Chomsky’s negligence of this line of inquiry reveals the intellectual bankruptcy of his approach

to 9/11.

Chomsky has violated one of the cornerstones of objective historiography by eliding relevant

background information. He has straw-manned skeptics in the truth movement by

representing their position simply as “Bush did it.” The truth movement is not monolithic as it

contains many different hypotheses that challenge the official narrative, from the outright

outlandish to the more conservative and reasonable. There is a plausible hypothesis that

Chomsky refuses to properly entertain: It is well-established that several prominent members

of the Bush administration had an ideological commitment to remaking the United States’

global preeminence through militaristic means, as evinced by the prevalence of PNAC members

at high levels of the executive (11-13, 32). These people also have demonstrable ties to the

Saudis (e.g. Prince Bandar) that gave back-channel support to some of the hijackers.

Presumably, the U.S. political players around Bush (and their domestic networks of power

elites) would have had a greater ability to prepare professional demolitions in a highly secured

facility than Al Qaeda operatives alone would have had. Chomsky is ignoring the possibility that

these war-hungry American ideologues (who expressed the need for a sufficient pretext)

conspired with powerful Saudi associates to enable terrorist hijackers to successfully attack the

territorial U.S. while setting the buildings up for maximal destruction to increase public trauma

and gin up a pro-war patriotic sentiment. The history of associations and ideological affinities

among the neocons that populated the Bush White House make a conspiracy arising from such

ranks very plausible. Key players from this group that occupied the apex of the Executive

hierarchy were intimately connected to powerful Saudis that gave material support (through

intermediaries) to terrorists involved in the 9/11 attacks.

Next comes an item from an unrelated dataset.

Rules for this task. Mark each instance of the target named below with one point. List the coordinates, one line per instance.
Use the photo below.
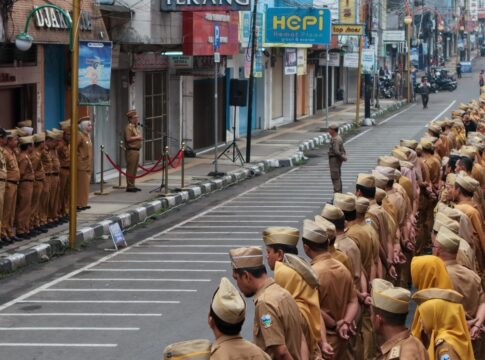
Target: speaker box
(238, 93)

“What really binds the power elite to one another are their mutual interests… The

importance of social networks cannot be overstated for it is in these powerful, yet

informal, networks that bonds are formed…” (33)

As we have seen, much of the data that Chomsky neglects is more consistent with this

alternative hypothesis than with the officially sanctioned one. As a result of his omissions and

distortions, Chomsky’s probability assessments are skewed in favor of the official account. It is

sad to see such a valued figure reduced to blatant sophistry.